Rata-rata penggusuran yang dilakukan Ahok terhadap warga miskin, menggunakan instrumen kekerasan. Menihilkan aspek sosio-historis kemanusiaan. Ribuan petugas gabungan dikerahkan untuk menghadapi rakyat yang tak berdaya. Dari 113 kasus penggusuran, 65 kali TNI terlibat dalam penggusuran tersebut, (Tempo, 19/8/2016).

Film ini mencoba untuk menyuarakan isi hati korban penggusuran secara apa adanya. Para pembuat film berbulan-bulan melakukan live in dan wawancara lapangan. Tersebar mulai dari Bukit Duri, Kampung Baru Dadap, Kampung Akuarium, hingga rusunawa relokasi korban-korban penggusuran. Selama ini suara korban penggusuran tenggelam dalam arus media utama yang membangun frame sesuai dengan opini pemerintah. Dalih kepentingan bersama sebagai alasan klasik untuk melegalkan penggusuran, terutama dalam menghadapi banjir.

Sesuai dengan judulnya, film yang disutradai oleh Ndy Anastasia dan Dhuha Ramadani ini mencoba untuk menunjukkan fakta pembangunan Jakarta.
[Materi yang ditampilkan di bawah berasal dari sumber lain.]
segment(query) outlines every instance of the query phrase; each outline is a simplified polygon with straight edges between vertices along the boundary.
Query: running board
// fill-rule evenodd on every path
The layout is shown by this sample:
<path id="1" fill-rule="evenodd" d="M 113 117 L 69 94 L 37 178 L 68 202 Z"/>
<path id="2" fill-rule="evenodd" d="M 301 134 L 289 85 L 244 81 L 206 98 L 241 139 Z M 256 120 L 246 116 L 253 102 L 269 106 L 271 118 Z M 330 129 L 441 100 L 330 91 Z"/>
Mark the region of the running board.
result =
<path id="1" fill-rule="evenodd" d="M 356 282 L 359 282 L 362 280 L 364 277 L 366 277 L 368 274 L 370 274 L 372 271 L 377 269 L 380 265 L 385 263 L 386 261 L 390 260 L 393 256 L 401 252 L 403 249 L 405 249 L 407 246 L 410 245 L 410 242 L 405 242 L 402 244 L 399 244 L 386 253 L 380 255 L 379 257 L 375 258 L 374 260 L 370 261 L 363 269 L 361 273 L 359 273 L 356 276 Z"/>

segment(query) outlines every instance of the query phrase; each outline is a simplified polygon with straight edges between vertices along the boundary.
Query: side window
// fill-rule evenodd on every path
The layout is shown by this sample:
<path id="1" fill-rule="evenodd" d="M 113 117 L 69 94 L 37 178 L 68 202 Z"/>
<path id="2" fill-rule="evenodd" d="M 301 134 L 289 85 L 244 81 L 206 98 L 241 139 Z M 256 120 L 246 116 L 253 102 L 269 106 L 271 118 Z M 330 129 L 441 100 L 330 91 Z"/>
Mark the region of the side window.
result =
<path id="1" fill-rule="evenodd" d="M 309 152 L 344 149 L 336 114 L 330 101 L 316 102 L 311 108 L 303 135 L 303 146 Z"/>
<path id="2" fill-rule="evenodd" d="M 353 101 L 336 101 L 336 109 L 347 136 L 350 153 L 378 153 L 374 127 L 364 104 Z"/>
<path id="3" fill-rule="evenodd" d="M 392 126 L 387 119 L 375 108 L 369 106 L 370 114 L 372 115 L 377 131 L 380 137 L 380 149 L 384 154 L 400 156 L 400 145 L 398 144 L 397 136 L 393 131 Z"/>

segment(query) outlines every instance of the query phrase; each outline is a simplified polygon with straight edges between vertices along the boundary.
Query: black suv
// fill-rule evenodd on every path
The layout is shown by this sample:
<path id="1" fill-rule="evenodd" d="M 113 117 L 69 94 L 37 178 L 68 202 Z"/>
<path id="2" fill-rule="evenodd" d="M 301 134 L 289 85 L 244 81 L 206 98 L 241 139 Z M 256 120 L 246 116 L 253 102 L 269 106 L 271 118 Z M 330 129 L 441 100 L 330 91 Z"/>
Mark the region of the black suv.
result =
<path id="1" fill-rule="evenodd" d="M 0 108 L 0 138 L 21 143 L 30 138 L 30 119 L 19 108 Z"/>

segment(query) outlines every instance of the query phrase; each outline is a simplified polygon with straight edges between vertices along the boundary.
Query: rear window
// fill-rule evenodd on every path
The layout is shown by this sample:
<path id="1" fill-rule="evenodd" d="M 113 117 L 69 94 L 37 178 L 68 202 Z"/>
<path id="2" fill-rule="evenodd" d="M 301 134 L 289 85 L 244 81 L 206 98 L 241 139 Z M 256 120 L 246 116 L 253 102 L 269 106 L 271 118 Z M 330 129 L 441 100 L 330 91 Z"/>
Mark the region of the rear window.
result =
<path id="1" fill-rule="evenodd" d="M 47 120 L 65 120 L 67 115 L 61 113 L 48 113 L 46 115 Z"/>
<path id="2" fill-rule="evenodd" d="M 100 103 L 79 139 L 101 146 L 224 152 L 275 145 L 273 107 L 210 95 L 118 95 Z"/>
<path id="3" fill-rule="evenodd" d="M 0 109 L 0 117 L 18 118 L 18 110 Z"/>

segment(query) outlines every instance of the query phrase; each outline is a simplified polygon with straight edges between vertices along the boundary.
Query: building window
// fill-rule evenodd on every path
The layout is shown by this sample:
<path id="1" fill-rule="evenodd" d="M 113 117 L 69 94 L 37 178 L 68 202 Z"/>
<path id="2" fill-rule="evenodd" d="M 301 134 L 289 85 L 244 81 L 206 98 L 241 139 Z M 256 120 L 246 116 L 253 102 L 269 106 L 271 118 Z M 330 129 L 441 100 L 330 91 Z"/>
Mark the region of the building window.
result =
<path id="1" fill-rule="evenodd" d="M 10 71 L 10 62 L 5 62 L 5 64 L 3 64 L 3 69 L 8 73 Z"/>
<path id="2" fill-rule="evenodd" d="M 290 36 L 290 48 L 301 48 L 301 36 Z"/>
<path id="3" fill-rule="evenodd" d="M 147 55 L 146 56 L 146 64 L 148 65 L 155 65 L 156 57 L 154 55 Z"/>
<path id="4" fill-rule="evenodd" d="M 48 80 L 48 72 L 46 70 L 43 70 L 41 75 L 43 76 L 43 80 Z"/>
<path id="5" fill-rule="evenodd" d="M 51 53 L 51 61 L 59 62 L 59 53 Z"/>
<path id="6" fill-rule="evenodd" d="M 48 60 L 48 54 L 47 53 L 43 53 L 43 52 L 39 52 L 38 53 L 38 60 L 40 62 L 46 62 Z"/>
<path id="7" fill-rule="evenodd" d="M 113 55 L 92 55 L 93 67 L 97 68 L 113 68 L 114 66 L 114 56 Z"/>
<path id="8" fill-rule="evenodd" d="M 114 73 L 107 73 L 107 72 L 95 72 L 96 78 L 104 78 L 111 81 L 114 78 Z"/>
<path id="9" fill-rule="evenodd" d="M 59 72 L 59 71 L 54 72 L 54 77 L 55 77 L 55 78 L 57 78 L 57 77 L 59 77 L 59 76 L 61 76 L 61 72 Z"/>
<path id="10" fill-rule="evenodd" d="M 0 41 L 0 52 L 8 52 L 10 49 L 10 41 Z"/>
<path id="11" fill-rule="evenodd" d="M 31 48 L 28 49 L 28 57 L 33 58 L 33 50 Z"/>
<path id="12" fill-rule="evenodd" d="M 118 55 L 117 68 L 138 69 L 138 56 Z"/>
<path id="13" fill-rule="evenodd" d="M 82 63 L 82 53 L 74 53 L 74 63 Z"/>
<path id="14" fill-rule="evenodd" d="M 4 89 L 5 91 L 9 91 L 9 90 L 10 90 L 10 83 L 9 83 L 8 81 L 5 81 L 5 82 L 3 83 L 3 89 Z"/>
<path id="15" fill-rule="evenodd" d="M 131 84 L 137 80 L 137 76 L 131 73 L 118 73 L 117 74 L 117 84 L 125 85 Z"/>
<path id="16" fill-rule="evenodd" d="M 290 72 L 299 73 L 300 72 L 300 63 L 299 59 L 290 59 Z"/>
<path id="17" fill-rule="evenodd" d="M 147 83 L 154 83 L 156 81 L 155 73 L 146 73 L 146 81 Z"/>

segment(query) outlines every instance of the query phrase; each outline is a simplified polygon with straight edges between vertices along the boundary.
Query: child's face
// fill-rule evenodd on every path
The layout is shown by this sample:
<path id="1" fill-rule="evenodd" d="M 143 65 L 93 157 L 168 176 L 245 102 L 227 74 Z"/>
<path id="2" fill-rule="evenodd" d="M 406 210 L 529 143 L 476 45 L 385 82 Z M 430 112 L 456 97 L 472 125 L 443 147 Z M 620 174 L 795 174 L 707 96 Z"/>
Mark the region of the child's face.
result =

Apakah semua yang dilakukan selama ini telah sesuai dengan prinsip keadilan? Seberapa fair-kah pemerintah kepada rakyatnya yang lemah? Mengapa rakyat kecil selalu menjadi korban di balik semua kebijakan untuk ‘pembangunan’?

Pendiri WhacthDoc, Dandhy Dwi Laksono menyatakan bahwa film dokumenter ini mencoba untuk menunjukkan logika penting, bahwa penggusuran bukan semata soal pindah tempat tidur. Karena bagi mereka yang menjadi korban penggusuran sudah terbiasa tidur di mana saja, bahkan di kolong jembatan. Hal itu biasa saja dan tidak pernah menjadi persoalan besar. Yang menjadi masalah adalah keberadaan rusun yang disediakan pemerintah dengan jarak yang sangat jauh dari ekosistem mereka sebelumnya telah ikut mematikan sumber ekonomi.

Film ini ikut menyertakan cuplikan perkataan langsung mantan Gubernur DKI Jakarta, Joko Widodo. “Bahwa yang namanya tergusur itu sangat sakit sekali,” tutur Jokowi ketika musim kampanye Pilgub 2012 lalu. Senada, Basuki Tjahaja Purnama alias Ahok dalam film ini juga menegaskan tentang ide Jakarta baru yang manusiawi. “Jakarta Baru yang modern, tertata rapi tetapi manusiawi, karena Jakarta Baru, yang dibangun adalah manusianya.” Di sinilah terjadinya fasis atau pengkhianatan terhadap janji manis dalam kebijakan para penguasa di kemudian hari.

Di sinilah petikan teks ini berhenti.